Bütün vatan sathı; il il, ilçe ilçe, kasaba kasaba, mahalle mahalle, köy köy, mezra mazra… Yurdun en ücra köşesine kadar her belde elden geçirilmeli; oylar, önceki seçim sonuçlarıyla değerlendirilip gerekli tedbirler tez elden alınmalıdır. Yüzde 50’lik blokların her iki tarafında yer alan partilerin kendilerini, bloklarındaki oyların aslan payının sahibi görmeleri son derece aldatıcıdır. Bu durum, her siyasi parti için böyledir. Hiç kimse kendini, aç tavuk misali darı ambarında sanmasın!
Ayrıca bunun bir referandum olduğu unutulmamalı; bir kısım siyasi partiler amblemleri ile yarışa girerlerken, diğer bir kısmı parti ismi kullanmadan yarışı sürdürdü. Sonuçta da, yarışın açık ara galibi yoktur; nitekim galip taraf salt çoğunlukla ipi göğüslemiştir. Bu durum; yarışı kazansın veya kaybetmiş olsun, bütün siyasi partilere teyakkuz (alarm) halini salık vermektedir.

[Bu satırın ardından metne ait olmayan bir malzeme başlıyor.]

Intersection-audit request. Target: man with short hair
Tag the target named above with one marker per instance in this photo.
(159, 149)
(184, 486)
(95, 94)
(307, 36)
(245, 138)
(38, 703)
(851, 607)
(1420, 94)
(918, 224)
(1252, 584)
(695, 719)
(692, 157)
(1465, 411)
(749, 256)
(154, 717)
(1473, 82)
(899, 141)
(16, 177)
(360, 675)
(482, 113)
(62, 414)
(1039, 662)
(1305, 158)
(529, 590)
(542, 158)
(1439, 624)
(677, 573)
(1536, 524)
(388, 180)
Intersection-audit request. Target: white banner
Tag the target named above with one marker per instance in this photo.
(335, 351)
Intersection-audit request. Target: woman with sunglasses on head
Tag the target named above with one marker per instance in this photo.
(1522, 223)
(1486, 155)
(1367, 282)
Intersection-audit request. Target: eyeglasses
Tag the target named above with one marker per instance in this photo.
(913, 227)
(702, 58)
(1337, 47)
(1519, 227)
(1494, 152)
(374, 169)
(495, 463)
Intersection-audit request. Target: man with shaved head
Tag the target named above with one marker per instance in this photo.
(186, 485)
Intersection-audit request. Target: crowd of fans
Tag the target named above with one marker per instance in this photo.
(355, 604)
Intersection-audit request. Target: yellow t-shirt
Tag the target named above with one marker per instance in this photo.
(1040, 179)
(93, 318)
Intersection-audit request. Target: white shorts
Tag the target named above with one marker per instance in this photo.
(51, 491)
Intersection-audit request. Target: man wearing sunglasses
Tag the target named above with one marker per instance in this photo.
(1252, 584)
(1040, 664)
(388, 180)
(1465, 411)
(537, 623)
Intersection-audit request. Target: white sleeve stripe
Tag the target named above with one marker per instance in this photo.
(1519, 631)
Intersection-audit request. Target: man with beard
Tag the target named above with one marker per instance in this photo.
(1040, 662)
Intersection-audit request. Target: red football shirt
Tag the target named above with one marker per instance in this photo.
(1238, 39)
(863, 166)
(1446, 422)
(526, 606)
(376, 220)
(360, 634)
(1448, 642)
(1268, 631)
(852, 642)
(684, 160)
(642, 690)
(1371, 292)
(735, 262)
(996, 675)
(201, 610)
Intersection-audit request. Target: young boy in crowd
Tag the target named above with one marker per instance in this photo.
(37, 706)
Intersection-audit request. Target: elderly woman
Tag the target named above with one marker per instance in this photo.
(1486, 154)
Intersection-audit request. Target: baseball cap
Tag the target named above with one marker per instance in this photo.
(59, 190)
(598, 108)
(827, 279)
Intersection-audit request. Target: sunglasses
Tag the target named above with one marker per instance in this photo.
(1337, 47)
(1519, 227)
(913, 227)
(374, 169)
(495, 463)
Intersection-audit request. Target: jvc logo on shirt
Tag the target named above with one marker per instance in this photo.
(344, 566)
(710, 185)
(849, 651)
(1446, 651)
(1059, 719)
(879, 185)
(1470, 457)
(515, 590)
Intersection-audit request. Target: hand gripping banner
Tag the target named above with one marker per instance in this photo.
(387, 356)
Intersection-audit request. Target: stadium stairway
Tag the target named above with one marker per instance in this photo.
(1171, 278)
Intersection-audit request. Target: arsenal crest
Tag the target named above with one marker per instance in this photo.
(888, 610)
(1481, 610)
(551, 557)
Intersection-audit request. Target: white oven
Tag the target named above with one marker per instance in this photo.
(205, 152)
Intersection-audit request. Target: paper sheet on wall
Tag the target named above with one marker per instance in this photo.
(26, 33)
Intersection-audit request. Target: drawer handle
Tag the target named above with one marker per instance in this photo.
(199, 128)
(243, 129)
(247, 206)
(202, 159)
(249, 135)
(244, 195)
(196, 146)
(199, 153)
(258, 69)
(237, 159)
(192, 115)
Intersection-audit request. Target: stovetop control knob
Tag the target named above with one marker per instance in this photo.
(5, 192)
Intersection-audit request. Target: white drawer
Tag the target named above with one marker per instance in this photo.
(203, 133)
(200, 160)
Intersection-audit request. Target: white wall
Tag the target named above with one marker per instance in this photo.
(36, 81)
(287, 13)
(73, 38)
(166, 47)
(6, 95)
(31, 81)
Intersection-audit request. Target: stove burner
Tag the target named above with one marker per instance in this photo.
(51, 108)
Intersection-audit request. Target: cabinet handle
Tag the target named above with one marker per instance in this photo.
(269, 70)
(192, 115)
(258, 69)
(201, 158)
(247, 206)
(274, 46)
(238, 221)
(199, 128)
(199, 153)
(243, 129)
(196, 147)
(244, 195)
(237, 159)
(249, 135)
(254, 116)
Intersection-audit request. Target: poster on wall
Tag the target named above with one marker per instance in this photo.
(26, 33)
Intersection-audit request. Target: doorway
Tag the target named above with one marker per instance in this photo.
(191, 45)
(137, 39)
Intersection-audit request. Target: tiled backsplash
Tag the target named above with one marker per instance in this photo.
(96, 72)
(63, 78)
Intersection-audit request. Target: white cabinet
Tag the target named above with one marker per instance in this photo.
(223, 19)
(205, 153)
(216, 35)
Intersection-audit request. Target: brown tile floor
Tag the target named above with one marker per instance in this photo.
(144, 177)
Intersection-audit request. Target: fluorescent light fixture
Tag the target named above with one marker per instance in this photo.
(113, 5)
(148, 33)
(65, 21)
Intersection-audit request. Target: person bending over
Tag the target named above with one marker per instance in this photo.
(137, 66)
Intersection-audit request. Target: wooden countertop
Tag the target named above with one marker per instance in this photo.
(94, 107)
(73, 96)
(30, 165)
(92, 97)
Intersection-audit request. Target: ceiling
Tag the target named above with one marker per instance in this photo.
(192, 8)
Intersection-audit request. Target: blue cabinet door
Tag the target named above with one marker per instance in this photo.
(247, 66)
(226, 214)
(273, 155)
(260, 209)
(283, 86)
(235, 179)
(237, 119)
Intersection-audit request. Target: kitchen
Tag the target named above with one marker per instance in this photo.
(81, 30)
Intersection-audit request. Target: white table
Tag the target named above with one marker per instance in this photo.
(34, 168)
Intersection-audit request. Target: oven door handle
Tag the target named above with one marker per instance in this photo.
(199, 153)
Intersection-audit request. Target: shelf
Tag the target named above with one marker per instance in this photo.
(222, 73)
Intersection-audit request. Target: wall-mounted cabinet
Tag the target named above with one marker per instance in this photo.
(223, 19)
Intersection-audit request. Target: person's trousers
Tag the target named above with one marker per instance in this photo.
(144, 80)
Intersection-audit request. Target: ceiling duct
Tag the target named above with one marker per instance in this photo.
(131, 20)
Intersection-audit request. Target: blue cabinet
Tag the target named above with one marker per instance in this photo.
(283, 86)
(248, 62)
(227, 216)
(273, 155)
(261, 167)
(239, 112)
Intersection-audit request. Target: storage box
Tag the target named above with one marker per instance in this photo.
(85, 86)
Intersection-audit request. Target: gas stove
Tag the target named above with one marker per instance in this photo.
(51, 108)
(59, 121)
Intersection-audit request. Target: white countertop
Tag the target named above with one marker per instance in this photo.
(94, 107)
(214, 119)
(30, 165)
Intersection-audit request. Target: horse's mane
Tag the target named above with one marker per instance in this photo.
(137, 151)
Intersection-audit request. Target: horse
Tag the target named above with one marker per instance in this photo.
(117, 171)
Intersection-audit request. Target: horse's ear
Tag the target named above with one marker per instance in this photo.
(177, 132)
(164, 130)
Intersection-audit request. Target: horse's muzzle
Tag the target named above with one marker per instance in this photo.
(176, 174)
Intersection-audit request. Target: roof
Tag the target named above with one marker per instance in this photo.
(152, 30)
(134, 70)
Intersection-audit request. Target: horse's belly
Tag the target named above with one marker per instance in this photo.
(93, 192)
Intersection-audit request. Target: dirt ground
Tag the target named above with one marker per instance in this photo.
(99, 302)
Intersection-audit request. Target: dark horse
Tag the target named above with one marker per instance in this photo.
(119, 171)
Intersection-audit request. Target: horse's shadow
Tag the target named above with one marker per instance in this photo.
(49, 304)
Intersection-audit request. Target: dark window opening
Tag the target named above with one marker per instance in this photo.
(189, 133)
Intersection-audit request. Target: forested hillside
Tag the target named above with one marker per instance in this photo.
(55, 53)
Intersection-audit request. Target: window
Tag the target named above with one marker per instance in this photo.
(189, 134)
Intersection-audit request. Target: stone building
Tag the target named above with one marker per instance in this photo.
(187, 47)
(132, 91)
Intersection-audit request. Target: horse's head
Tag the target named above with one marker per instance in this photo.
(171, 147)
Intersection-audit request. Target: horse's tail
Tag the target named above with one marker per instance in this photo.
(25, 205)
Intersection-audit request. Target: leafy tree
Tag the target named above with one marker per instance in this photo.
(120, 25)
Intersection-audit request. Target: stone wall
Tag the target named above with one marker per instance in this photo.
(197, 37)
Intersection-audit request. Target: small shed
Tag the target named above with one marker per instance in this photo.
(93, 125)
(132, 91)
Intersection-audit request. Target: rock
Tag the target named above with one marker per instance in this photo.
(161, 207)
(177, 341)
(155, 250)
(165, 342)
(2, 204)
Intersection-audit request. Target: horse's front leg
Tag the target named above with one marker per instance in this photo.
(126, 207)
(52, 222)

Bundan böyle; AK Parti MHP ile el ele verip, Anayasa’ya uyum yasalarını süratle çıkarmalıdır. Bunun için gerektiğinde Meclis yaz tatili yapmamalı ve bu uyum yasaları bir an önce yürürlüğe sokulmalıdır. Belli ki, muhalefet yine müzmin muhalefetliğini yapacak ve anayasanın bu amir hükmüne bile karşı gelecektir. Bu ise, millete saygısızlığın daniskasıdır.
Her şey milletin gözleri önünde cereyan edeceğine göre; herkes hesabını sandıkta millete verecektir.
AK parti, YSK’nın, kesin sonuçları ilanından hemen sonra; Cumhurbaşkanı sayın Erdoğan’ı partiye davet etmeli ve Olağanüstü Kongre’yi toplayıp; Genel Başkanlık koltuğuna asıl sahibini oturtmalıdır. Siyasette 24 saat uzun bir zamandır, sözü boşuna söylenmemiştir!
Bu arada; Bakanlar Kurulu’ndaki kan tazelemesinde geç kalınmamalı; önümüzdeki Cumhurbaşkanlığı ve Milletvekilliği seçimlerini göğüsleyebilecek ve onlardan başarı ile çıkabilecek hizmet performansını sergileyecek kadrolar işbaşına getirilmelidir.
Devletin sırları, Cumhurbaşkanı’ndan esirgenmez; dolayısıyla kimsenin bilmediklerini sayın Erdoğan bilmektedir. Ülke olarak; nasıl bir terör sarmalında olduğumuz cümle alemin malumudur. Devletin en ücra köşelerine değin nüfuz eden FETÖ denilen ahtapot terör örgütü ile mücadelede; neredeyse tek başına bırakılan sayın Erdoğan’ın elinin güçlendirilmesi gerekliydi. Yurt içinde ve dışındaki terör örgütlerine karşı giriştiği kararlı tutumunu; bundan böyle tek elden ve daha etkin bir şekilde sürdürebilir!
Bu referandumun en büyük kazanımı, Doğu ve Güney-Doğu’daki oyların dağılımında görülmüş; Kürt vatandaşlarımız PKK’nın kendilerinin temsil etmediğini görmüş ve bu durumu tescillemişlerdir.
Bölücü Terör Örgütü; şehirlerin yerle bir edilmesiyle, insanların yerlerini-yurtlarını terk etmesiyle; tünellerle, çukurlarla ve barikatlarla son kozlarını oynamış; bütün bunlara karşın bölge halkı bunların hiç birisine prim vermemiş ve devletinin yanında yer almıştır.
Bölgede Türk bayrağını dalgalandıran siyasi partilerin kıymeti bilinmeli ve bu tarihi fırsat bir daha elinden kaçırılmamalıdır!
Dağın uzantısı olan siyasi partinin hal-i pür melali ortadadır. Mahut partinin bölge halkına verebileceği; kan, gözyaşı, çukur, tünel, yıkıntı ve perişanlıktan başka bir şey olmadığını, onlar da görüp yaşadılar ve anladılar.
Ne yazık ki, HDP, kendini PKK ve PYD’ye endekslemiş durumda… PKK ve PYD ise tamamen dışarısının destek ve himayesinde… Dolayısıyla; onların emrinde ve Türkiye’ye karşı savaş halinde…
HDP de artık, bu işin terörle, savaşla olamayacağını görüp; salt siyasete bir an önce dönmek zorundadır. Zira güvendikleri dağlara kar yağıyor! Üstelik, şimdiki yağış, öncekilere hiç benzemiyor!
Devlet, terörün kökünü kazımakta kararlı; artık, ‘tavşana kaç-tazıya tut!’ devri sona erdi!
Belli ki sandığın dili de terörden bıktığını haykırıyor! Tüm sorumlular bu çığlığı duyup, siyaset üretmek zorundadır.